Talk to the community about growth

ACT Treasury observes caution should be exercised in the use of population projections which “should not be interpreted as precise predictions of demographic future, but instead provide an indication of population change.” 

The current projection projecting an ACT population of 784,000 in 2060 is the outcome of expectations about natural increase and migration that may or may not be realised. 

I am reminded of the 2003 population projections that, based on growth expectations of the time, projected the population of Canberra would peak at 388,000 in 2031. Its adoption contributed to school closures. 

The low growth during covid indicates the level of uncertainty in projecting population growth.

Underlying the estimates of growth by location are unspecified assumptions about the scope for development and redevelopment which, at best, are based on limited assessments of housing preferences, infrastructure capacity, infrastructure costs, development impact (privacy, noise, congestion, solar access, tree cover) and development potential (eg, no development in Kowen and west Murrumbidgee. Why?).

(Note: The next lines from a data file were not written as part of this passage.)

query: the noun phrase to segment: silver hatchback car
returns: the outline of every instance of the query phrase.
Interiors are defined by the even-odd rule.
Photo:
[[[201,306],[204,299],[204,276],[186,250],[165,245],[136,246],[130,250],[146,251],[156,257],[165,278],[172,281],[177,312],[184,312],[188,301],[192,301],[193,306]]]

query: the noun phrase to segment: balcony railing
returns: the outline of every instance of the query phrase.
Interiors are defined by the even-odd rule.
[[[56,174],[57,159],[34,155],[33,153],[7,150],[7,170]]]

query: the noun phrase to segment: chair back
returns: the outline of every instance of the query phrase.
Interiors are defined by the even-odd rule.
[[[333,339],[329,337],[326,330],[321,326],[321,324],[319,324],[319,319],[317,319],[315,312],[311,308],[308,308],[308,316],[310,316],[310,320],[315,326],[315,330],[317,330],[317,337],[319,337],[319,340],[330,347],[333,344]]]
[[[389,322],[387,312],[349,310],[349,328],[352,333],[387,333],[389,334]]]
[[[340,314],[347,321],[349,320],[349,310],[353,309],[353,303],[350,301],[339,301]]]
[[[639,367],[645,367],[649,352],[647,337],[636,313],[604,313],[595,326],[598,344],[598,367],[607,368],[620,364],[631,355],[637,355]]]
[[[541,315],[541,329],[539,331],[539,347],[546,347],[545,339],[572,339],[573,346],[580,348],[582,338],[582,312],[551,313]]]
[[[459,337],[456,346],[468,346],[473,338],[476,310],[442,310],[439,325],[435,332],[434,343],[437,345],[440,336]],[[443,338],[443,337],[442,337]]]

The projections of growth are not set in stone. The assumptions made should be made explicit and discussed with the community in the quest to determine how the future growth of the city is best managed.

Mike Quirk, Garran

Bring back common sense, please

SUCCESSIVE gutless governments of all political persuasions by pandering to minority groups for crass political purposes, has led to “political correctness” taking over from common sense.

This disgraceful state of affairs has been very aptly described as “when intelligent people are being silenced, so that stupid people won’t be offended”. When and where will it all end?